Vail Daily column: Freedom of religion or special treatment?
A Michigan woman who claimed her rights were violated when she was required to remove her headscarf to have her mug shot taken will test the extent of the First Amendment’s protection of religious liberty. Malak Kazan was arrested for driving with a suspended license due to outstanding traffic tickets. During her booking, she was directed to remove her headscarf for her mug shot. Initially she refused to remove it claiming it was contrary to her religious observance. Her interpretation of Islam requires that her hair be covered in the presence of men that are not close relatives.
The officers of the Dearborn Heights Police Department denied Kazan’s appeal to take the photo with her headscarf on. Kazan then asked for a female officer to take her photo. That request was also denied. Eventually she removed her headscarf and the photo was taken. She is now suing the city of Dearborn Heights for violating her First Amendment rights. Furthermore, she claims the requirement that she remove her headscarf inflicted “extreme shame, humiliation, mental anguish and emotional distress” on her.
When Americans claim to have the right of “freedom of religion,” what they are referring to is the First Amendment, which reads, “Congress shall make no law respecting an establishment of religion, or prohibiting the free exercise thereof;” called the Establishment Clause and the Exercise Clause respectively.
Is freedom of religion an unlimited right? Not exactly.
Perhaps the federal government’s most famous interference in a religious practice was the prohibition of polygamy, a common tradition in the Mormon Church during the 19th century. Considerable pressure was brought to bear on the Mormons to compel them to eliminate the practice. George Reynolds appealed his bigamy conviction to the Supreme Court. The court distinguished between religious beliefs and religious practices and allowed the infringement of religious exercise in cases where a religious practice conflicts with a neutrally enforced law. In other words, no one gets to marry a bunch of women, regardless of their religion. Whatever of your views on polygamy, most people would agree that religions that include human sacrifice, for instance, have no place in American society. Again, a religious practice curtailed as the result of a neutral law prohibiting murder.
In the intervening years, the Supreme Court’s position evolved to require the state to show a “compelling interest” for restricting a religious activity.
Is there a compelling interest for police departments to require individuals to remove head coverings?
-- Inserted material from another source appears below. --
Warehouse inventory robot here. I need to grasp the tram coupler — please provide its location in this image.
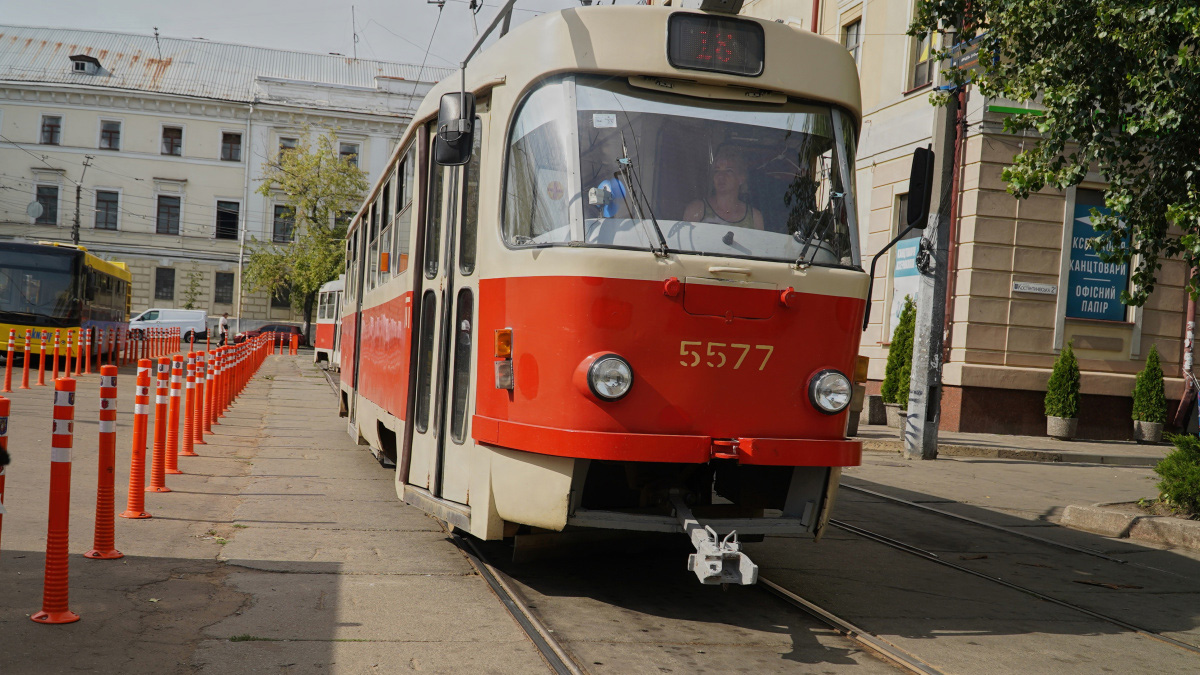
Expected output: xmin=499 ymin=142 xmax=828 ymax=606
xmin=671 ymin=491 xmax=758 ymax=586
The Dearborn Heights Police Department insists that the removal of all head coverings is required for all individuals for safety reasons pointing out that dangerous items can be concealed in a head covering. I decided to check with a police officer I know. She confirmed that head coverings must be removed at her department as well — that includes headscarves, turbans, hats and even wigs. She pointed out that a head covering made of fabric, such as a scarf or turban, could be used to harm oneself or another by strangulation.
Another distinction worth noting is that the Dearborn Heights’ requirement is a department specific policy, not a law enacted by Congress. Also, it is a neutral policy, in that it applies to anyone arrested by the department, not specifically Muslim women.
Kazan has it wrong. Her freedom of religion was not violated. Her demand is not for equal treatment, but rather, for special treatment due to her religious beliefs.